Approximately one year ago, Honourable Carla Qualtrough declared the week starting on the last Monday of May as the time to recognize the potential that Canada’s diversity holds.

“As Canada’s first Minister responsible for Persons with Disabilities, I believe that our country’s diversity is our strength – and when we include people with disabilities, we create a stronger Canada for everyone.”

National AccessAbility Week celebrates the contributions of Canadians with disabilities and recognizes the efforts of all individuals and groups actively eliminating barriers.

With the second annual National AccessAbility Week (May 28 to June 3) approaching, it’s important to highlight how we can all contribute by providing Canadians of all abilities with an equal opportunity to participate and succeed.

Leo Luk, senior recruiter at Career Edge who specializes in screening and assisting jobseekers with disabilities, says, “Nowadays, more people with invisible disabilities are disclosing that they have a disability, so employers need to consider approaching recruitment differently. Accommodations can be as simple as speaking more clearly or slowly, or allowing candidates to take notes, and other minor adjustments. Unfortunately, many employers have misconceptions around the cost of accommodations, thinking they may be expensive or financially prohibitive. Employers should consider new and innovative ways to provide accommodations for people with disabilities, or simply ask the person what they need to succeed. If not, they may miss out on great talent!”

Leo Luk

Leo Luk, senior recruiter

According to Canadian Business SenseAbility, Canada’s national, bilingual business network committed to assisting private- and public-sector organizations to become more accessible and inclusive of people with disabilities, approximately one in five Canadians has a disability.
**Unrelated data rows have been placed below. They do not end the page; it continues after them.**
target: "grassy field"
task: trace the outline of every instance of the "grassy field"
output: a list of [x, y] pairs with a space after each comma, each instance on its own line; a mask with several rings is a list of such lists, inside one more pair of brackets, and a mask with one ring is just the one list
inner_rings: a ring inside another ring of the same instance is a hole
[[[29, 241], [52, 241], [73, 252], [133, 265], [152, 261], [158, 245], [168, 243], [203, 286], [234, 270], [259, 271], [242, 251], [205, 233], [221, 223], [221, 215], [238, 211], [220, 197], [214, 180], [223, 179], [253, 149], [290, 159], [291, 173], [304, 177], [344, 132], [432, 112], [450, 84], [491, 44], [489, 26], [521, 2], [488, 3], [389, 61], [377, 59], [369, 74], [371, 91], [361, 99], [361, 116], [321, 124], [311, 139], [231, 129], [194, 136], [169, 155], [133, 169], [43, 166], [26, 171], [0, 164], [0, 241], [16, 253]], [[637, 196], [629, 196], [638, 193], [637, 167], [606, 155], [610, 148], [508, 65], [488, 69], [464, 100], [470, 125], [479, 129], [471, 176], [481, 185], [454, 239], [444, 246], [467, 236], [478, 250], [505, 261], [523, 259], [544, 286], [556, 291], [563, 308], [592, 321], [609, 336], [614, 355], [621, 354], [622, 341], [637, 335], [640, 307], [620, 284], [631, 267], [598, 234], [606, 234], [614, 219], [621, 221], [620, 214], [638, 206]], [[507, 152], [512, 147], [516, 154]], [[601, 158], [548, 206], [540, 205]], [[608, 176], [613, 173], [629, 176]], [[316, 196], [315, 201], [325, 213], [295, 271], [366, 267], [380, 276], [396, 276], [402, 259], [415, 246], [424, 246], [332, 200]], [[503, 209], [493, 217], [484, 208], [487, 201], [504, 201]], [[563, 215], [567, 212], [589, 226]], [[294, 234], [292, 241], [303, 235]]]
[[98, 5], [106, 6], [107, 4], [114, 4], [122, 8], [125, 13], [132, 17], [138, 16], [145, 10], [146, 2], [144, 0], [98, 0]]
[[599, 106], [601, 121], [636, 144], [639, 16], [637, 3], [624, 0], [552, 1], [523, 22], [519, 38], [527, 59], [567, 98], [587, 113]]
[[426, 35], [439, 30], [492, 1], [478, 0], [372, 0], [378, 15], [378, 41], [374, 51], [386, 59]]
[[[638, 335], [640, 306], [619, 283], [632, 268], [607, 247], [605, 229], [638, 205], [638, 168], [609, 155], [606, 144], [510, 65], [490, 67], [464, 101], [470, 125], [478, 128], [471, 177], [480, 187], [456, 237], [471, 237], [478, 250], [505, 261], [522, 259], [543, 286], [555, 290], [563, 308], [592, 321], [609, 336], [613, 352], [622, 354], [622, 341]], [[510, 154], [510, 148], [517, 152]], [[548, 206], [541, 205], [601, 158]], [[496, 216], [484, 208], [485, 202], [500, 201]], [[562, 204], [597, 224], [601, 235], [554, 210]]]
Florence Chapman, CEO at SenseAbility, says, “Committing to an inclusive workplace that welcomes the talents of people with disabilities enables better workplace engagement, innovation and a competitive business advantage in attracting new customers and investors. From a business perspective, when you consider the annual disposable income of people with disabilities and their family and friends at over C$360 billion, why isn’t your organization making accessibility and inclusion a priority? Being inclusive and removing barriers to succeed benefits everyone!”

Did You Know: Four years ago, Statistics Canada reported that the employment rate of Canadians aged 25 to 64 with disabilities in 2011 was 30 per cent below the employment rate for Canadians without a disability.